Lookout announced new Windows and macOS endpoint agents for its Zero Trust Network Access (ZTNA) solution, Lookout Secure Private Access, that facilitate the full replacement of overextended virtual private networks (VPNs) with cloud-delivered security.
Businesses can now fully realize the benefits of a zero trust architecture while dramatically simplifying network design. According to Gartner, at least 70% of new remote access deployments will be served mainly by ZTNA instead of VPN services by 2025 – up from less than 10% at the end of 2021.
Early ZTNA products offer only limited traffic forwarding capabilities. Legacy VPN solutions, on the other hand, support an expansive set of protocols and complex use cases, making full VPN replacement impractical in many enterprise environments. IT security teams are often forced to run both ZTNA and VPN architectures simultaneously in support of certain legacy applications, such as VoIP phones. This constraint leads to a complex network design that’s costly to operate and maintain.
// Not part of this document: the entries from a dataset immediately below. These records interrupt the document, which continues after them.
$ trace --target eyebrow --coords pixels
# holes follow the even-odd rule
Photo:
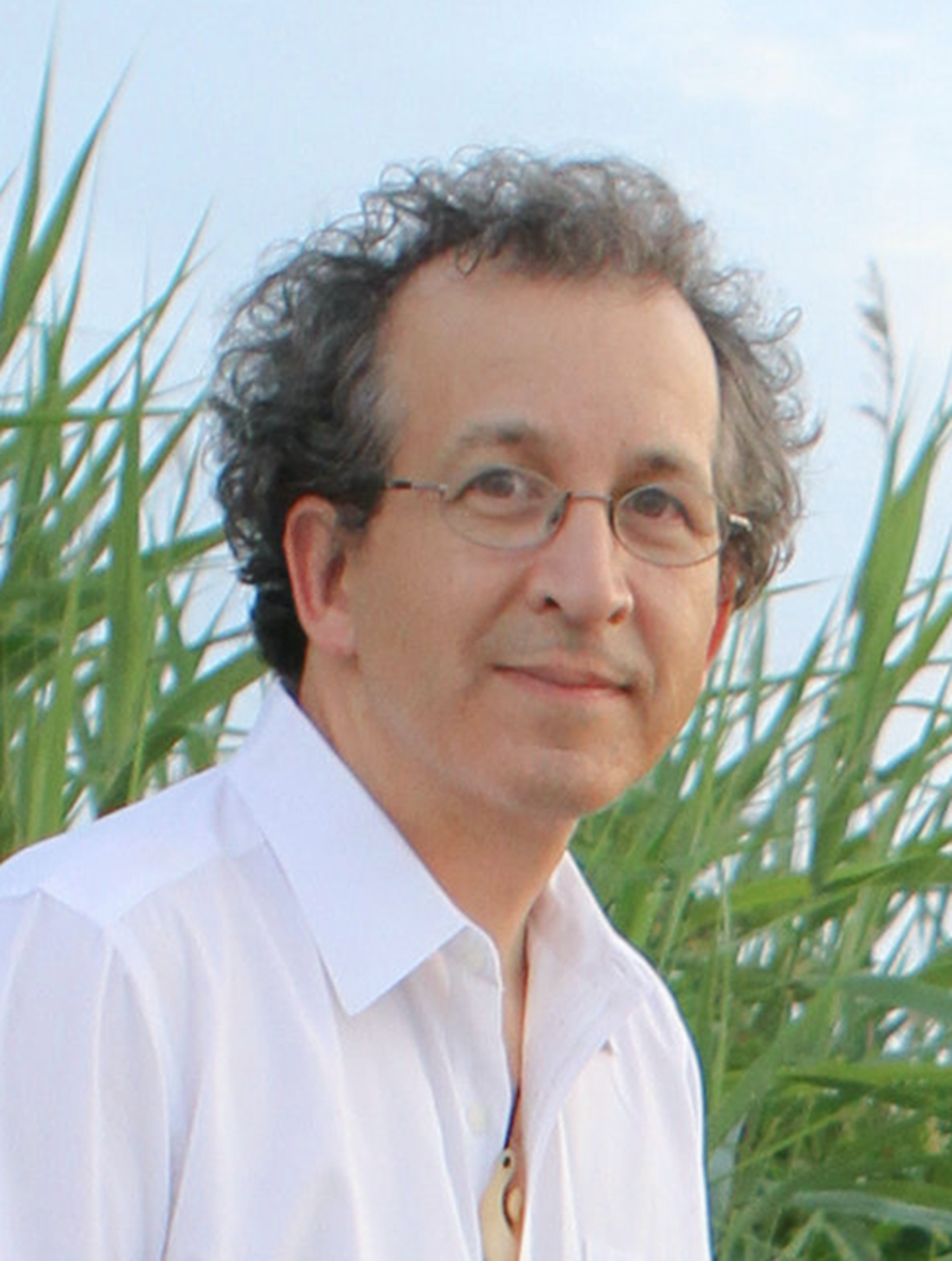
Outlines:
[[[474,446],[525,446],[541,445],[542,434],[527,420],[478,420],[459,435],[455,449],[472,450]]]
[[[547,446],[547,434],[530,421],[517,417],[473,421],[456,439],[454,454],[488,446],[521,446],[542,453]],[[670,473],[704,485],[710,482],[711,474],[705,464],[676,448],[649,448],[632,451],[625,465],[633,479],[643,477],[646,473]]]

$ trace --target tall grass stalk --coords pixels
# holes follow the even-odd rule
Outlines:
[[[952,409],[903,464],[907,429],[801,663],[767,667],[777,598],[739,620],[682,739],[578,840],[695,1030],[720,1261],[952,1256],[948,545],[914,567]]]
[[[163,393],[194,242],[77,366],[83,260],[66,284],[57,264],[103,120],[42,216],[47,117],[44,88],[0,271],[0,855],[208,763],[261,670],[221,610],[184,630],[221,562],[195,512],[197,404]]]

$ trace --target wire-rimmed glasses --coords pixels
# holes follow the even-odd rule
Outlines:
[[[728,512],[707,491],[678,478],[659,478],[620,494],[599,494],[564,491],[541,473],[493,464],[455,482],[396,477],[385,487],[438,496],[450,530],[484,547],[512,551],[551,538],[572,499],[604,503],[619,543],[652,565],[700,565],[723,551],[733,535],[752,528],[746,517]]]

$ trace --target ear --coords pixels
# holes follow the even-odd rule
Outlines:
[[[717,590],[717,614],[714,619],[714,629],[711,630],[711,638],[707,641],[707,665],[714,661],[717,656],[717,649],[724,643],[724,636],[728,633],[728,625],[730,624],[730,615],[734,612],[734,591],[736,589],[738,574],[734,565],[729,561],[721,565],[720,583]]]
[[[340,581],[347,554],[334,506],[316,494],[298,499],[285,518],[282,547],[294,607],[308,643],[320,653],[349,656],[353,633]]]

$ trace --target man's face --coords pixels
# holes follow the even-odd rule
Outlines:
[[[712,485],[714,356],[665,285],[438,259],[396,296],[378,364],[395,477],[507,464],[599,493],[658,469]],[[570,827],[607,805],[686,720],[724,623],[716,560],[639,560],[584,499],[506,551],[454,533],[435,494],[387,492],[337,598],[348,647],[322,719],[403,825],[431,807]]]

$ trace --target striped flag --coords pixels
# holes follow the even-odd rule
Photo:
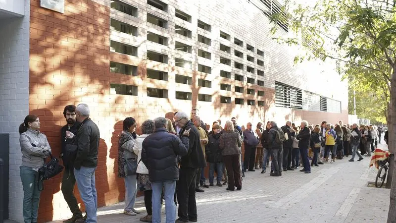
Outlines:
[[[374,151],[374,155],[371,157],[371,160],[370,161],[369,167],[371,167],[373,165],[375,165],[375,167],[378,169],[378,163],[377,161],[382,161],[389,157],[390,153],[389,152],[382,150],[380,149],[376,149]]]

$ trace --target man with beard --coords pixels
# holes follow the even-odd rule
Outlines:
[[[74,177],[74,172],[73,167],[73,161],[65,155],[66,145],[71,144],[72,139],[66,138],[66,131],[70,131],[74,134],[77,134],[78,128],[80,122],[76,121],[76,107],[74,105],[68,105],[63,110],[63,115],[66,118],[67,124],[62,127],[60,130],[61,136],[60,141],[62,143],[62,152],[61,157],[63,160],[63,166],[65,168],[63,170],[63,178],[62,179],[62,193],[65,199],[69,208],[73,213],[71,218],[63,221],[65,223],[83,223],[85,219],[83,218],[83,214],[78,207],[76,197],[74,196],[74,188],[76,183],[76,178]]]

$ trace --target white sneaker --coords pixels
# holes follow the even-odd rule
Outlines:
[[[128,211],[124,211],[124,214],[126,215],[129,215],[130,216],[135,216],[136,215],[136,213],[133,212],[133,211],[131,210],[129,210]]]

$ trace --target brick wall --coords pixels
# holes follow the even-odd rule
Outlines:
[[[198,107],[202,119],[209,124],[218,119],[224,123],[232,116],[237,116],[240,125],[244,126],[248,121],[254,125],[260,120],[273,119],[280,123],[287,119],[297,122],[303,119],[313,122],[319,122],[322,119],[332,122],[339,119],[347,119],[346,106],[347,97],[344,94],[345,84],[340,83],[340,77],[332,66],[326,69],[326,75],[319,76],[318,74],[323,71],[323,65],[310,63],[294,66],[293,54],[296,51],[280,46],[271,40],[268,18],[246,1],[235,1],[232,5],[225,0],[182,0],[178,1],[177,3],[173,0],[164,1],[169,4],[168,12],[148,5],[144,0],[124,1],[138,8],[137,18],[110,9],[109,1],[65,0],[64,14],[40,8],[38,0],[32,0],[30,4],[29,110],[40,115],[41,130],[48,137],[54,154],[57,155],[60,144],[59,130],[66,123],[62,114],[64,107],[82,102],[90,106],[91,118],[100,129],[99,164],[96,171],[99,206],[123,200],[123,181],[117,177],[117,136],[125,117],[132,116],[141,124],[147,118],[158,116],[172,118],[176,111],[189,112],[192,108]],[[192,15],[192,23],[175,19],[176,6]],[[168,20],[168,29],[147,22],[147,12]],[[137,26],[138,36],[126,36],[110,31],[110,16]],[[197,27],[198,19],[212,26],[211,32]],[[193,38],[176,35],[175,24],[190,29]],[[239,48],[232,43],[233,41],[220,38],[220,30],[230,34],[232,41],[234,37],[243,41],[244,47]],[[146,36],[149,31],[167,37],[168,46],[148,42]],[[210,38],[212,45],[206,46],[198,42],[198,34]],[[110,38],[137,47],[138,56],[110,52]],[[192,53],[175,50],[175,41],[192,46]],[[220,43],[230,46],[233,51],[238,49],[245,55],[253,56],[255,58],[259,56],[249,53],[246,49],[246,43],[264,51],[264,56],[260,59],[264,61],[264,66],[239,58],[233,54],[220,51]],[[212,53],[212,59],[197,56],[198,48]],[[148,50],[167,54],[168,63],[146,59]],[[232,66],[220,63],[221,56],[231,59]],[[194,69],[198,63],[211,66],[212,73],[175,66],[176,57],[191,59]],[[111,73],[110,60],[137,66],[138,75]],[[234,61],[245,64],[245,71],[233,68]],[[264,76],[248,73],[246,64],[264,70]],[[168,72],[168,81],[148,78],[147,68]],[[220,69],[231,72],[232,79],[220,77],[218,74]],[[234,73],[244,75],[244,81],[234,80]],[[175,83],[176,74],[192,77],[192,85]],[[248,83],[248,77],[254,78],[256,81],[264,81],[264,86]],[[211,80],[212,88],[198,87],[198,78]],[[274,105],[275,80],[342,101],[343,113],[314,112],[276,108]],[[220,83],[232,85],[232,91],[220,90]],[[324,83],[328,83],[328,85],[334,84],[337,91],[324,88]],[[136,85],[138,96],[112,94],[110,83]],[[245,93],[248,87],[254,89],[255,94],[235,93],[234,85],[243,87]],[[168,98],[148,97],[148,87],[168,89]],[[192,100],[175,99],[175,89],[192,92]],[[258,90],[264,91],[265,96],[257,96]],[[212,95],[212,102],[198,101],[198,94]],[[232,98],[232,103],[221,103],[220,96]],[[244,98],[245,105],[235,105],[235,98]],[[264,101],[265,106],[248,106],[246,103],[248,99]],[[40,203],[40,222],[64,219],[71,215],[70,212],[66,211],[67,206],[60,190],[61,177],[60,174],[45,183],[46,189],[42,194]],[[77,191],[75,194],[81,204]]]
[[[28,5],[29,1],[26,2]],[[25,10],[23,4],[15,5],[26,11],[24,17],[8,15],[0,19],[0,132],[9,133],[10,136],[9,193],[5,195],[9,199],[9,218],[21,222],[22,154],[18,129],[28,112],[30,18],[28,7]]]

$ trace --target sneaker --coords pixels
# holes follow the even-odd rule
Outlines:
[[[82,217],[81,217],[81,218],[76,217],[73,216],[73,217],[72,217],[70,219],[68,219],[67,220],[65,220],[62,222],[63,222],[64,223],[74,223],[75,222],[76,222],[76,221],[79,220],[80,219],[84,220],[84,219],[83,219]]]
[[[135,216],[135,215],[136,215],[136,213],[134,212],[133,211],[131,210],[124,211],[124,214],[126,215],[129,215],[130,216]]]
[[[152,222],[152,217],[151,215],[146,215],[139,219],[139,220],[143,222]]]

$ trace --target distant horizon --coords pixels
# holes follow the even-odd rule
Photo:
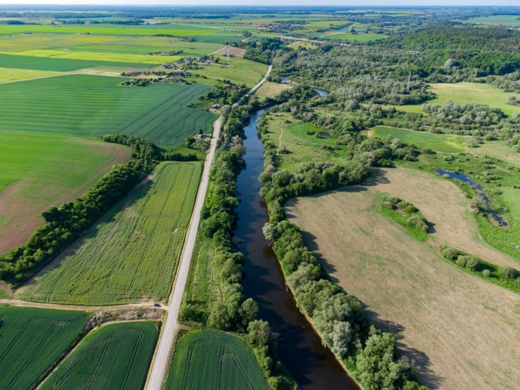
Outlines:
[[[490,0],[401,0],[392,1],[391,0],[373,0],[367,1],[363,5],[359,4],[359,0],[345,3],[343,0],[328,0],[326,3],[319,3],[317,0],[264,0],[262,3],[258,3],[258,0],[200,0],[200,1],[190,1],[189,0],[152,0],[151,2],[145,2],[143,0],[33,0],[25,1],[23,0],[10,0],[9,2],[3,2],[0,0],[0,7],[8,7],[10,5],[104,5],[104,6],[251,6],[251,7],[352,7],[355,8],[398,8],[398,7],[510,7],[520,8],[520,0],[517,4],[510,4],[510,0],[490,1]]]

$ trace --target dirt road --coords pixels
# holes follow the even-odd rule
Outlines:
[[[204,204],[204,198],[206,198],[206,193],[208,190],[208,185],[210,181],[210,168],[211,163],[213,161],[213,157],[215,155],[216,141],[219,140],[220,135],[221,124],[221,116],[213,122],[213,137],[211,140],[210,152],[208,153],[206,159],[204,170],[202,172],[202,178],[201,179],[201,184],[199,187],[199,192],[197,194],[195,206],[193,209],[193,213],[191,216],[191,220],[190,221],[190,227],[188,230],[184,246],[182,249],[179,269],[177,270],[175,281],[173,284],[173,289],[170,295],[169,310],[168,311],[166,321],[162,326],[159,343],[153,359],[153,365],[151,367],[151,371],[148,378],[148,384],[147,385],[148,390],[158,390],[160,389],[161,384],[162,383],[162,378],[164,375],[166,363],[168,363],[168,356],[175,338],[175,326],[177,325],[177,318],[182,301],[182,295],[184,293],[186,284],[188,281],[188,276],[190,272],[190,263],[191,263],[191,258],[193,256],[193,251],[195,248],[197,233],[199,230],[199,223],[201,219],[201,211]]]
[[[269,75],[273,66],[270,65],[265,77],[262,79],[258,83],[253,87],[247,94],[253,93],[258,90],[267,79]],[[236,107],[240,101],[233,105]],[[210,146],[210,152],[206,159],[204,164],[204,170],[202,172],[202,179],[199,187],[199,192],[197,194],[195,206],[193,209],[193,213],[190,221],[190,227],[188,230],[184,246],[182,249],[181,261],[179,263],[179,269],[175,276],[175,281],[173,284],[173,289],[171,291],[169,301],[169,310],[166,315],[166,321],[162,326],[161,334],[159,339],[159,343],[157,346],[156,356],[152,363],[151,370],[149,372],[148,381],[147,383],[147,390],[159,390],[162,384],[162,379],[166,372],[166,367],[168,363],[168,356],[170,354],[171,346],[175,339],[175,331],[177,326],[177,319],[179,315],[179,309],[180,309],[182,301],[182,295],[184,294],[184,289],[188,281],[188,276],[190,273],[190,264],[191,259],[193,257],[193,252],[195,248],[197,241],[197,233],[199,230],[199,224],[201,219],[201,211],[204,204],[204,198],[208,190],[208,185],[210,181],[210,168],[211,163],[213,161],[213,157],[216,148],[216,141],[220,135],[220,129],[222,124],[222,117],[219,117],[213,123],[213,138],[211,140]]]

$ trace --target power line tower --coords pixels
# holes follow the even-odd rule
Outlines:
[[[406,87],[406,91],[410,92],[410,83],[412,82],[412,72],[408,75],[408,86]]]

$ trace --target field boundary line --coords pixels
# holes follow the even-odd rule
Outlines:
[[[264,83],[267,79],[269,73],[271,73],[272,68],[273,65],[269,65],[267,73],[264,78],[249,90],[247,92],[248,95],[254,93]],[[233,107],[236,107],[241,101],[242,99],[235,103]],[[156,348],[151,368],[148,373],[148,378],[147,378],[145,385],[147,390],[160,390],[162,385],[164,374],[166,372],[166,364],[169,361],[170,351],[175,340],[179,310],[182,302],[182,296],[184,294],[186,285],[188,283],[188,277],[190,274],[191,259],[193,257],[193,252],[195,252],[195,244],[197,242],[202,207],[204,205],[206,194],[210,181],[210,170],[211,169],[211,164],[213,161],[215,151],[216,150],[216,142],[220,137],[222,120],[222,116],[219,116],[213,122],[213,135],[211,140],[210,151],[206,156],[199,191],[197,193],[195,205],[193,207],[193,211],[190,220],[190,225],[188,228],[188,233],[182,248],[181,259],[179,261],[173,287],[168,300],[169,308],[166,311],[166,320],[164,322],[164,326],[162,326],[160,335],[159,335],[159,341]]]

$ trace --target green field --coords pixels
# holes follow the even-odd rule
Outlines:
[[[0,388],[30,388],[88,320],[80,311],[0,305]]]
[[[9,54],[4,53],[4,54]],[[180,60],[179,55],[149,55],[147,54],[132,54],[130,53],[114,53],[110,51],[89,51],[62,50],[29,50],[23,51],[21,55],[37,57],[38,58],[55,58],[60,60],[79,60],[101,63],[139,64],[141,66],[156,66],[165,62],[173,62]]]
[[[230,58],[229,62],[225,55],[219,55],[218,57],[220,64],[212,64],[200,70],[193,71],[193,73],[208,77],[208,79],[195,78],[197,83],[213,85],[217,79],[225,79],[236,84],[245,84],[248,88],[251,88],[262,79],[269,68],[264,64],[238,57]]]
[[[91,68],[97,65],[106,66],[147,66],[153,68],[153,64],[139,64],[130,62],[115,62],[110,61],[90,61],[88,60],[71,60],[65,58],[51,58],[49,57],[32,57],[18,54],[0,53],[0,65],[3,68],[16,69],[32,69],[34,70],[52,70],[54,72],[70,72],[84,68]]]
[[[374,137],[386,138],[391,135],[401,140],[404,144],[414,144],[421,149],[430,148],[436,152],[460,153],[467,148],[465,138],[456,135],[432,134],[426,131],[414,131],[385,126],[377,126],[372,129],[372,132]]]
[[[298,171],[309,161],[345,161],[345,147],[336,146],[336,140],[317,137],[308,131],[319,133],[321,130],[310,122],[302,122],[286,113],[269,114],[267,128],[269,137],[278,148],[277,166],[280,169]],[[290,122],[289,122],[290,121]],[[336,150],[334,149],[337,147]]]
[[[191,216],[200,163],[163,163],[53,267],[19,290],[23,299],[113,304],[168,298]]]
[[[125,87],[127,79],[73,75],[0,85],[0,131],[79,136],[123,133],[179,145],[215,114],[186,107],[210,87]]]
[[[244,341],[214,330],[184,335],[175,346],[167,390],[269,389],[264,375]]]
[[[510,96],[516,96],[520,99],[520,94],[504,92],[502,90],[479,83],[462,82],[456,83],[436,83],[431,85],[430,90],[437,95],[437,98],[428,101],[428,103],[443,104],[452,101],[458,104],[477,103],[485,104],[502,109],[506,115],[510,115],[520,107],[508,104]],[[396,106],[397,109],[406,112],[421,112],[422,105]]]
[[[520,15],[493,15],[491,16],[479,16],[465,21],[468,23],[482,25],[504,25],[508,27],[520,25]]]
[[[360,43],[365,43],[367,42],[373,42],[378,39],[385,39],[387,38],[388,38],[387,36],[383,35],[381,34],[374,34],[374,33],[352,34],[351,32],[345,32],[345,33],[341,33],[341,34],[327,35],[327,36],[323,36],[321,37],[321,39],[325,39],[327,40],[355,40],[356,42],[359,42]]]
[[[49,70],[32,70],[29,69],[0,68],[0,83],[19,81],[21,80],[38,79],[41,77],[50,77],[51,76],[60,76],[60,75],[62,75],[60,72],[51,72]]]
[[[199,36],[210,34],[214,30],[197,25],[0,25],[0,34],[32,33],[69,33],[107,35],[156,35]]]
[[[119,54],[148,54],[158,51],[182,50],[182,55],[205,55],[223,45],[186,42],[164,36],[82,35],[40,33],[30,35],[0,36],[0,52],[23,55],[32,50],[86,51]]]
[[[132,149],[97,140],[2,131],[0,253],[23,244],[52,205],[83,195]]]
[[[101,326],[87,335],[40,389],[143,389],[156,339],[151,322]]]

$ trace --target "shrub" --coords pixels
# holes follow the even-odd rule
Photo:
Lookout’s new endpoint agents for Windows and macOS facilitate the full transition to zero trust architecture with support for traffic steering at both the network and application levels. When deployed in conjunction with cloud-delivered Lookout Secure Private Access, IT security teams can now fully replace the myriad of use cases supported by legacy VPNs, taking full advantage of the benefits a Zero Trust Architecture offers.
The core principle behind Zero Trust is “never trust, always verify.” All users and devices are considered potential threats and must be continuously verified and restricted to only the resources needed to complete a required task. VPNs, on the other hand, take an all-or-nothing approach to connectivity by allowing users to authenticate only once and roam freely throughout the network thereafter.
This full network-level access sets the stage for lateral attacks. If a bad actor, or malware, can make it past the VPN, they have full access to all applications and sensitive data on the corporate network.
Lookout Secure Private Access with Windows and macOS endpoint agents provide important security benefits, including:
- Visibility into private application traffic: IT security teams can better understand how their users interact with private applications, with visibility up and including actual data accessed.
- Advanced data security: The agent helps facilitate the use of advanced data security controls for private enterprise apps, including our data loss prevention (DLP) and enterprise digital rights management (EDRM).
- Granular traffic steering to meet heterogeneous environments: The agent can be configured to steer traffic to specific destinations, based on user, device, and location. This helps to ensure only authorized users have access to sensitive data.
- Enhanced user experience with multi-tunnel traffic steering: The agent steers traffic to one of Lookout’s many cloud-edge locations distributed worldwide, providing the shortest path between the user and the enterprise.
- Highly available redundant multi-path routing: The agent leverages our globally distributed Cloud Security Platform to offer end users a highly available security service edge (SSE) experience by leveraging advanced path selection and routing algorithms.
- Consistent zero-trust enforcement with integrated endpoint security: The agent continuously monitors endpoint posture when integrated with endpoint protection platforms (EPPs), OS security centers and other endpoint security products.
“For more than two decades, VPNs have been the go-to technology for enterprise remote access. While their effectiveness has declined as applications have shifted to the cloud, the alternatives have been limited because of the myriad of complex use cases they support,” said Sundaram Lakshmanan, CTO, Lookout. “Now, with the introduction of Windows and macOS endpoint agents on our Cloud Security Platform, Lookout facilitates full VPN replacement while filling inherent security gaps in these legacy architectures.”